Kaixin Auto Holdings (NASDAQ: KXIN) announced a five-year vehicle supply contract with China National Vehicles Imp & Exp Co., Ltd. (CVC) through its subsidiary Haitaoche Limited on January 11, 2021. The contract, valued at RMB 14.9 billion (approximately US$2.3 billion), will start with RMB 2 billion (around US$300 million) in vehicle supply and increase by at least 20% annually. This partnership marks a strategic initiative to enhance Haitaoche's auto supply and includes plans for further partnerships to expand sales networks, particularly in electric vehicles.
Kaixin Auto Holdings (NASDAQ: KXIN) has entered a definitive Share Purchase Agreement to acquire 100% of Haitaoche Limited, an online platform for imported automobiles, as of December 31, 2020. In exchange for Haitaoche shares, Kaixin will issue approximately 74 million ordinary shares.
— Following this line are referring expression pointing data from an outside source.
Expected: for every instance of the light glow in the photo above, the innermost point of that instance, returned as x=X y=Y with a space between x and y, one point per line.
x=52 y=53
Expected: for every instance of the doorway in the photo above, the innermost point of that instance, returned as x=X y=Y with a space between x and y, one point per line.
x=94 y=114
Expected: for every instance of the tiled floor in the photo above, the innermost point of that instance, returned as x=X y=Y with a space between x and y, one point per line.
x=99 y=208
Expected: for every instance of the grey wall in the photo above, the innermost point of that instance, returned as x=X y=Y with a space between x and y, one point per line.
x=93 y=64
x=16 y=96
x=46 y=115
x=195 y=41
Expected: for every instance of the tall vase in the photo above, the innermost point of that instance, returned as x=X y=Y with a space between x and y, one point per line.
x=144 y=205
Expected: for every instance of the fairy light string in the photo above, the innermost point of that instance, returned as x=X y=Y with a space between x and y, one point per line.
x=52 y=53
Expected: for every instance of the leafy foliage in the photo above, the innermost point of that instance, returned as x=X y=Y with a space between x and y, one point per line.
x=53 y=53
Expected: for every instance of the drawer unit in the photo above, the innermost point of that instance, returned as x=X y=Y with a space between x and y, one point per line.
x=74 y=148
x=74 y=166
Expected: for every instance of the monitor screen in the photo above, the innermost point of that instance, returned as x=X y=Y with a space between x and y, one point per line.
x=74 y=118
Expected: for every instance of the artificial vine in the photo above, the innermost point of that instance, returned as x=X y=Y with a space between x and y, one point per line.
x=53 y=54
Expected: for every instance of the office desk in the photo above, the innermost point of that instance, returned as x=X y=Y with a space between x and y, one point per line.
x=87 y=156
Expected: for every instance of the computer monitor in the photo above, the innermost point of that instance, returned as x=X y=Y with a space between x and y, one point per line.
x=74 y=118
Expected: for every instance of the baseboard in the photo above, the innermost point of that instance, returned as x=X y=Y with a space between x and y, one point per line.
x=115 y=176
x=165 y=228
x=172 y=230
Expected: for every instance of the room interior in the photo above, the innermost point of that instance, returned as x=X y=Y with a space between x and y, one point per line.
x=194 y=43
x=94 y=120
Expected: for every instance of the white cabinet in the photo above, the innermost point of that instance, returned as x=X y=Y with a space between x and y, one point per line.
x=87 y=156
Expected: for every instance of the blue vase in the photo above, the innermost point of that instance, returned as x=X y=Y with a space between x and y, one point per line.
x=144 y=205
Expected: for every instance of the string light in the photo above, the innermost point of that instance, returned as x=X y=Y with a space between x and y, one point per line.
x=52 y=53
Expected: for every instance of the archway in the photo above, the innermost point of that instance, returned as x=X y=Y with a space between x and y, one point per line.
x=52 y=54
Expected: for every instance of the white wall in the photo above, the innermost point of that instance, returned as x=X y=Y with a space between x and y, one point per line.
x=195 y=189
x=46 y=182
This acquisition requires Nasdaq approval due to a change of control and is expected to close by March 31, 2021. Haitaoche aims to lead in innovative automotive retail, focusing on electric vehicles and potential collaborations with major manufacturers.
Kaixin Auto Holdings (NASDAQ: KXIN) reported its unaudited financial results for the six months ending June 30, 2020, revealing a significant decline due to the COVID-19 pandemic. Total net revenues fell 83.7% to US$33.3 million, with a gross profit of only US$0.9 million, down 89.3% year-over-year. The number of cars sold dropped to 673 units from 3,657 units. The company experienced a net loss of US$5.8 million, compared to a net income of US$57.3 million in the same period last year. Management anticipates minimal revenue for the second half of 2020.
Kaixin Auto Holdings (NASDAQ: KXIN) announced the appointment of Marcum Bernstein & Pinchuk LLP as its independent registered public accounting firm, effective December 9, 2020. This change follows a comprehensive evaluation process and has received approval from the company's board and audit committee. The new auditor replaces KPMG Huazhen LLP. Importantly, this decision was not due to any disagreements on accounting principles or auditing practices between Kaixin and its previous auditor.